Two years after his district signed on in 2003, Whaley believes the county’s approach is the way to go.

“This is about systemic change,” Whaley said of “Arts for All: Los Angeles County Regional Blueprint for Arts Education.”

It is a modest program, at least in terms of making up for years of diminished funding for the arts. Many of the county’s 1,800 public schools provide a spotty arts program at best. And, the emphasis on standardized testing coupled with district budget shortages in recent years have left arts educators wondering whether their subjects will ever be a school priority.

But Arts for All creators believe that having school boards approve long-range policies will help restore arts education at all levels.

As the Arts Commission prepares to release a progress report today, evidence shows that some districts are embracing at least part of the program.

Of the 60 districts, plus the county Office of Education, that participated in a recent survey, more than a third have developed an overall arts education policy, and a similar number of school boards are either working on or have approved plans for carrying them out.


Just 12% have an arts coordinator on staff and 15% have met the Arts for All budget goal. Only 10% have at least one credentialed arts teacher for every 400 students, and 13% reported having no credentialed arts teacher.

The Los Angeles Unified School District, which adopted its own plan before the county commission launched Arts for All, estimated it devotes from 2% to 5% of its multibillion dollar budget to arts education. It has a coordinator overseeing the arts program but the district has just one credentialed arts teacher for every 496 students.

Laura Zucker, the Arts Commission’s executive director, said such seemingly modest progress is a sign that “the pendulum is now swinging back in a big way, even if people don’t realize it.”

The county launched Arts for All three years ago, offering assistance to school districts that commit to adding to their arts programs. Sixteen districts have signed up. Individuals and companies in the entertainment industry chipped in to help participating districts pay for arts coordinators and some high-priority projects.
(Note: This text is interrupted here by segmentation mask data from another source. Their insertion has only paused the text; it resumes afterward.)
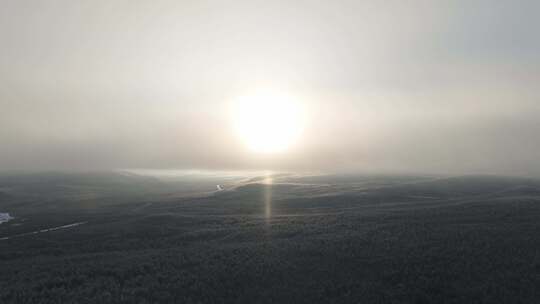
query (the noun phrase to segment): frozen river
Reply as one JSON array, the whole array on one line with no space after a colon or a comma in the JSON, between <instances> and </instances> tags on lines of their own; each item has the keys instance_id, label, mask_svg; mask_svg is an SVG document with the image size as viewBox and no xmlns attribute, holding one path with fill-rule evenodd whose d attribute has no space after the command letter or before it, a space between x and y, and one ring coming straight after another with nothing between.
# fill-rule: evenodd
<instances>
[{"instance_id":1,"label":"frozen river","mask_svg":"<svg viewBox=\"0 0 540 304\"><path fill-rule=\"evenodd\" d=\"M12 218L10 218L10 219L12 219ZM86 222L78 222L78 223L73 223L73 224L68 224L68 225L63 225L63 226L58 226L58 227L45 228L45 229L36 230L36 231L32 231L32 232L25 232L25 233L16 234L16 235L0 237L0 241L9 240L9 239L12 239L12 238L15 238L15 237L21 237L21 236L27 236L27 235L32 235L32 234L38 234L38 233L56 231L56 230L60 230L60 229L67 229L67 228L77 227L77 226L84 225L84 224L86 224Z\"/></svg>"}]
</instances>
The Arts Commission also created a website,, listing more than 175 programs that meet California arts curriculum standards and that schools can use. The service is available to all schools, regardless of whether their districts have joined Arts for All.

Rosemead School District was able to offer very few arts programs to its 3,400 students in kindergarten through eighth grade when it joined Arts for All two years ago, recalled Andre Sauvageau. The Muscatel Middle School vice principal doubles as the district’s arts coordinator.

“It’s really energized us, and there is a lot of enthusiasm now,” Sauvageau said, noting that the school board has approved an arts education policy and is seeking ways to pay for new classes. More arts education “is something everybody’s always wanted,” he said, “and now we’re all focused on it.”

Compton Unified School District also used Arts for All’s help to start reintroducing a broader arts curriculum for its 30,000 students in kindergarten through 12th grade, said Associate Supt. Erlinda Martinez.

The school board approved an arts policy earlier this year and set aside about $250,000 to buy musical instruments, Martinez said. The district conducted a survey of what few programs it had and outlined its needs. Now it is hoping to add a full-time arts coordinator and has formed an education foundation to help add to the arts budget.

“It organized us, really focused us on taking a really solid look at our needs,” Martinez said of Arts for All. “It helped us outline what is doable in a short time and what we can do over a longer period of time.”

Even in the Santa Monica-Malibu district, which has a thriving arts curriculum, officials say the county program is helping them build on what they already have. The district’s arts programs benefit from an education foundation, PTAs at each school that raise funds to supplement state money, a 2003 voter-approved parcel tax for schools, and contributions from both cities in the district.

The school board earmarked $3.5 million this year, 3.4% of its general operating budget, for arts education.

Santa Monica High School has five orchestras -- one of which played at New York’s Carnegie Hall in 2002 -- six choral groups, several bands, advanced placement art classes and an art gallery that features the work of community professionals, students and faculty.

Even with all the financial help, parents still are asked to pitch in for paintbrushes, canvases and other materials. The budget for supplies -- less than $7 per student each semester -- is still inadequate, said Amy Bouse, an Advanced Placement art teacher.

“It’s certainly good to have that support and advocacy,” Bouse said of Arts for All. “But in terms of real change, it’s not yet palpable.”